1年以上通院されていた方が、苦境を乗り越え、このたびめでたく遠い都会の街に旅立って
ゆかれました。

「今日が最後の診察です」と、これまでのことを感無量の思いで語ってくださいました。
私も感無量になりました。

一見、何の改善も変化もない診察の繰り返しでしたが、その方は自分を見つめ、自分と向き合っていました。自分の中の「あってはならない自分」と正面からぶつかり合い、自分が苦しむパターンを次第に客観視してゆかれました。

その中で、いろいろな気付きが得られたそうです。

治療経過中、かえって悪化してどん底の状態で呻吟されていた時期もありました。私にとっても正念場といえました。その頃は、その方の視野が広がって、「あってはならない自分」のことがはっきりと見え過ぎていたのだと思います。苦しかったと思います。

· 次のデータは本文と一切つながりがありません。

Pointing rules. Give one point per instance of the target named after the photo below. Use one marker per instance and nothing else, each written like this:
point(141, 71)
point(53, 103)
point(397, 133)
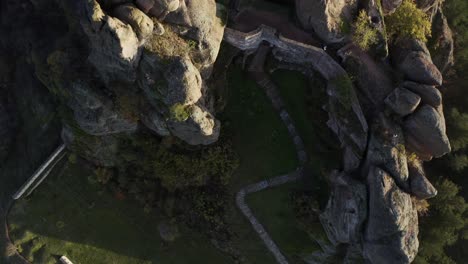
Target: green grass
point(265, 150)
point(70, 215)
point(279, 219)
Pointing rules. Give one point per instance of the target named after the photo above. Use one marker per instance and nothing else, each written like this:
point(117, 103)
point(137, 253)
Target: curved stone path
point(256, 70)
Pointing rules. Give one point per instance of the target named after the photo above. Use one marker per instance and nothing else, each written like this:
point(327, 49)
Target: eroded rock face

でも、そこから這い上がってゆかれて、次第に雰囲気が軽くなっていかれました。徐々に行動的になられて、あれよあれよと事態は進展し、今回の旅立ちに結実しました。

本人さんも自覚されているように、まだ「完全復活」ではありません。不安材料を残しています。いろいろ大変なことも待ち構えているのでしょう。

だけど、まあ何とかなるのではなかろうか。そんな気がします。
遠方になってしまいましたが、今後の幸運を祈らずにはいられません。Congratulations!

その方から学んだことは、数え切れません。人間の本質を見た気がします。とっても純粋に悩んでおられました。「悩み方の王道を行く」ような、苦悩でした。「とっても正しい悩み方」とでも表現できます。このブログで何回も取り上げましたように、マイナスの自分と向き合う作業であり、完膚なき自己否定です。言葉では言い表せない苦悩があったことと拝察しますが、極めて実り多い作業だったと思います。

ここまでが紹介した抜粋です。